The odds of Auburn or Bama State turning down a talented illegal Mexican quarterback or punter?  If it means a national title....it's best you not bring up this topic or ask about who this Juan-kid is.

Then there's this part of the new law where you could be in serious state trouble if you rented illegal aliens property (like a trailer).  Some Bama cop will come out to make trouble for you.....and you might have to pay off the local political party that runs the county district attorney business.....just to clear a moment of stupidity.

Finally, there's funny part to the passed law where it states that if you stopped and picked up a fella in your truck.....and he turns out to be illegal.....you could be in serious trouble.

I sat and pondered over this.  You see....folks in Bama are awful nice folks.  If you see a hitchhiker....least as a guy driving.....you are likely to pull over and pick the guy up.  To be kinda honest here....we have a list of twelve questions that we start rattling off as they climb in the truck (Been standing there long?  Where you headed?  Is this the best way to get to such-and-such?  You ever been to Grand Ole Opry?  Where'd you go to school?
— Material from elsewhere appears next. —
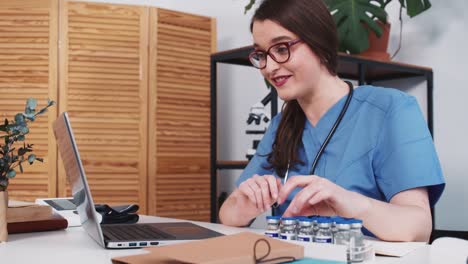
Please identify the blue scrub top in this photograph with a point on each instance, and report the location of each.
(381, 147)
Your feeling on the NCAA bowl situation  You ever dug up a septic tank?  Where'd you go to school?).  The curious thing is that we don't typically ask folks about their citizenship.  This is one of those silly questions that most folks don't see any rational reason to ask.

I can see all kinds of problems with guys who pick up some hitchhiker with a accent, and them wanting to pass this info later onto some wannabe cop.  The cop is running around trying to find some Russian-speaking guy over near Red Bay who is dressed up in a funny suit and wearing a Yankees hat.  It'll take three hours for the idiot to realize it was all a hoax from the boys down at the gas station.

The problem in Bama....political folks start thinking and then passing some weird stuff.  They had a thing about sexual toys for women a number of years ago.  They felt they could control this stuff and ensure the purity of Bama women by banning such importation of sexual toys.  Then it got around that you could order via the internet, and get all the "Jimmy-Jong-Long toys" that you desired via Fedex delivery.

What I see is mostly a bunch of wannabe cops trying to push folks around....demanding an ID or triggering a fight where the mayor has to fire the chief of police because he's stupid enough to question locals about their nationality.

Once again....my home state has stumbled along into some pit....waiting on some George Wallace-like character to explain things the right way to a bunch of news folks, and you just kinda stand there grinning at how stupid things have become.

Scheduled for 2012?  We are aiming to pass a state law that the NCAA grand national champion title game can only be decided between a match-up between Auburn and Bama state.  We think the state senate, the state legislature, and the governor will all be in agreement on that one....but it will upset the kind folks down in Florida a good bit.